Los Angeles City Councilman Paul Koretz, 5th District, has filed a motion that calls on the Bank of New York Mellon and Dexia to renegotiate or terminate an interest rate swap that is costing the city $4.8 million per year.

Slashed city services have prompted a homeowners group in Hancock Park to study the possibility of fixing their streets themselves. (photo by Aaron Blevins)
According to his motion, the interest rate swap was expected to save the city $3.7 million per year, but has resulted in more than $65 million in profits for New York Mellon and Dexia. If the banks do not oblige, his motion calls for the city to cease doing business with the two financial institutions.
“It just seems ridiculous if indeed these banks want to help us,” Koretz said.
In 1998, the city of Los Angeles issued a Wastewater System Revenue Bond to fund improvements to the city’s sewer system, and in 2006, officials refinanced the bonds from a fixed rate to a variable rate, according to the motion.
Since variable rates fluctuate, the city entered into an interest rate swap with New York Mellon and Dexia, which was viewed as a “good faith” transaction at the time, the motion states. However, the economy soured in 2008, and the city is locked into a fixed rate while the two banks were able to benefit from variable interest rates that were “kept artificially low” by the Federal Reserve, the motion states.
Koretz said he is optimistic that the banks will work with the city, as it is not “unreasonable” for officials to request that the banks renegotiate since the transaction was expected to save the city money.
However, if they are unwilling, officials will make the issue more public in an attempt to pressure the banks and ensure that other municipalities are aware of their lending practices, Koretz said. He said the banks have already benefitted from the deal, which the city is locked into until 2028 if it does not act.
“[They’ve] certainly gotten a good return,” Koretz added.
The cost of the transaction has been outlined in a report by the Fix LA Coalition, which is comprised of unions and community groups. According to the report, “No Small Fees”, Los Angeles has recently spent more on Wall Street than it has on its own streets.
“There’s a whole relationship between a lot of the practices of these Wall Street firms and municipalities. It’s been devastating,” said Cheryl Parisi, of the Fix LA Coalition.
She said similar transactions were brought to light when the city of Detroit filed for bankruptcy last year. The city of Los Angeles cashed out an interest rate swap for $26 million last year, Parisi said. According to Koretz’s motion, the banks want an additional $24 million to get out of the remaining interest rate swap.
Many of the deals were done before the recession, and they essentially served as an assurance that the city would have a stable interest rate, she said. However, after the economy crashed, the city was locked into a 3 percent interest rates, while the banks’ rate was at .25 percent, Parisi said.
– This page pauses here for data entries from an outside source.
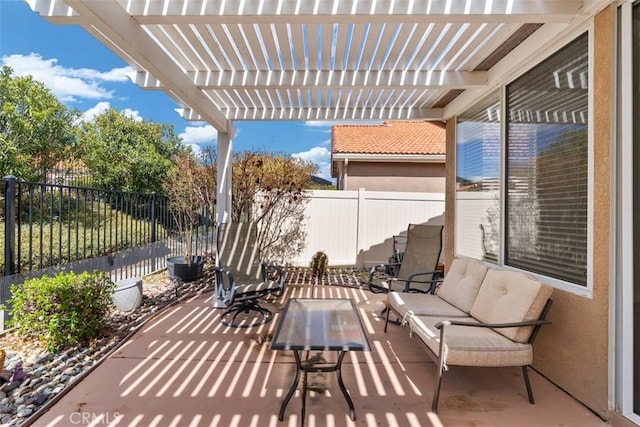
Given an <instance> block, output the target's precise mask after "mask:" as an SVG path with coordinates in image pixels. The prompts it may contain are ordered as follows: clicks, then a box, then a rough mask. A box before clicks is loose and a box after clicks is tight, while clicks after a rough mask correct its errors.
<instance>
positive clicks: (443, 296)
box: [438, 258, 488, 313]
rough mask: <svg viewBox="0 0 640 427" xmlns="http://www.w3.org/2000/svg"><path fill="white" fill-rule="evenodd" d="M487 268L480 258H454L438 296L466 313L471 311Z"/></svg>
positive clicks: (483, 277) (486, 272)
mask: <svg viewBox="0 0 640 427" xmlns="http://www.w3.org/2000/svg"><path fill="white" fill-rule="evenodd" d="M487 270H488V267H487V266H486V265H485V264H484V263H482V262H480V261H478V260H475V259H471V258H456V259H454V260H453V263H452V264H451V267H449V270H447V274H446V276H445V277H444V281H443V282H442V285H440V289H439V290H438V296H439V297H440V298H442V299H443V300H445V301H447V302H448V303H449V304H451V305H454V306H455V307H457V308H459V309H460V310H462V311H464V312H465V313H469V310H471V306H472V305H473V302H474V301H475V300H476V296H477V295H478V290H479V289H480V285H482V280H483V279H484V276H485V275H486V274H487Z"/></svg>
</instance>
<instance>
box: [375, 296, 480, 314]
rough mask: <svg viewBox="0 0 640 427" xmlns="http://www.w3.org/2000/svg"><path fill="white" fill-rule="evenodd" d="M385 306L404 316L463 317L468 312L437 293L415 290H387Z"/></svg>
mask: <svg viewBox="0 0 640 427" xmlns="http://www.w3.org/2000/svg"><path fill="white" fill-rule="evenodd" d="M387 307H389V308H390V309H391V310H393V311H394V312H396V313H398V316H400V317H401V318H404V316H405V315H406V314H407V313H411V314H413V315H417V314H420V315H426V316H438V317H465V316H468V315H469V314H467V313H465V312H464V311H462V310H460V309H457V308H456V307H454V306H453V305H451V304H449V303H448V302H446V301H445V300H443V299H442V298H440V297H438V296H437V295H431V294H421V293H415V292H389V293H388V294H387Z"/></svg>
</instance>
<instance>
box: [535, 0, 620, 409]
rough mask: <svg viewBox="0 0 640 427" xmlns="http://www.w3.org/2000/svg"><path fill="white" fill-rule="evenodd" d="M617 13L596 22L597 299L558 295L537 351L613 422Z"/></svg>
mask: <svg viewBox="0 0 640 427" xmlns="http://www.w3.org/2000/svg"><path fill="white" fill-rule="evenodd" d="M614 18H615V8H614V7H612V6H610V7H608V8H607V9H605V10H604V11H603V12H601V13H600V14H599V15H598V16H597V17H596V19H595V23H594V24H595V25H594V31H595V34H594V36H593V39H592V40H593V41H594V49H593V52H594V57H593V58H591V62H592V64H593V80H592V81H593V87H592V90H593V95H594V96H593V99H594V100H595V102H594V104H593V106H592V107H593V123H591V125H592V128H593V136H594V141H593V145H594V151H593V157H594V159H597V161H595V162H594V171H593V176H594V181H595V182H594V189H593V190H594V191H593V193H594V200H593V206H594V212H593V252H594V253H593V262H592V265H593V298H585V297H579V296H576V295H574V294H571V293H568V292H563V291H560V290H556V291H554V295H553V300H554V305H553V307H552V309H551V312H550V314H549V318H550V319H551V320H552V321H553V325H552V326H550V327H546V328H543V329H547V330H543V332H542V333H541V334H540V336H539V338H538V341H537V342H536V346H535V364H534V366H535V368H536V369H539V370H540V371H541V372H542V373H543V374H544V375H546V376H547V377H548V378H549V379H551V380H552V381H554V382H556V383H557V384H558V385H560V386H561V387H562V388H564V389H565V390H567V391H568V392H569V393H571V394H572V395H574V396H575V397H576V398H577V399H578V400H580V401H582V402H583V403H584V404H586V405H587V406H589V407H590V408H591V409H593V410H594V411H596V412H598V413H600V414H602V415H603V416H607V417H608V414H607V413H608V362H609V359H608V355H609V344H608V343H609V265H610V258H609V252H610V226H611V224H610V203H611V200H610V195H611V192H610V179H609V177H610V176H611V155H610V152H611V131H612V120H613V119H612V111H613V104H612V99H613V97H612V79H613V72H612V67H613V61H614V56H613V52H614V44H613V40H614V39H613V37H614V33H613V28H614V22H615V21H614Z"/></svg>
“So it’s just this huge windfall for these banks,” she added.
Parisi said the recent report is the “tip of the iceberg,” as getting information about the deals is quite difficult.
“Nothing is very transparent,” she said.
The hope is that the city, which has $106 billion flowing through financial institutions, will begin to use more leverage to negotiate more favorable, more transparent deals, Parisi said.
Further, the Fix LA Coalition hopes that the city “in-sources” some investment talent so that it does not rely on outside financial managers, she said.
“We definitely are calling for that,” Parisi added. “We think it’s important to have that check and balance, if you will.”
She noted that since the recession, the city of Los Angeles “decimated” services. According to the report, the city spent $204 million on fees to Wall Street banks last year, while the Bureau of Street Services’ spent just $163 million on city streets.
Koretz said he is not sure if the city has reached out to the banks. His motion calls for the city’s Office of Finance, as well as the chief administrative officer and chief legislative analyst, to report back to the council’s Budget and Finance Committee within 30 days.
When asked why the coalition brought the issue to light and not city staffers, Koretz said said the city has entered a lot of partnerships and formed commissions to find inefficiencies. He credited those moves for reducing the city’s deficit.
“That’s part of how we’ve gotten through all this,” Koretz said, adding that the effort will continue. “We’re working with them to continue to find efficiencies and better ways to do things in a more cost-effective manner.”
He said he doubts that many other municipalities have entered into such agreements with banks, as they are “unusual financial transactions.”
A spokesman for New York Mellon, Kevin Heine, only said that the city used an outside financial advisor to pursue the deal.
“As part of a competitive bidding process on this transaction, the city relied on an independent financial advisor to provide an impartial and objective assessment of the economic benefit of the transaction,” he said.
Representatives from Dexia and the chief administrative officer’s office did not immediately return calls before deadline.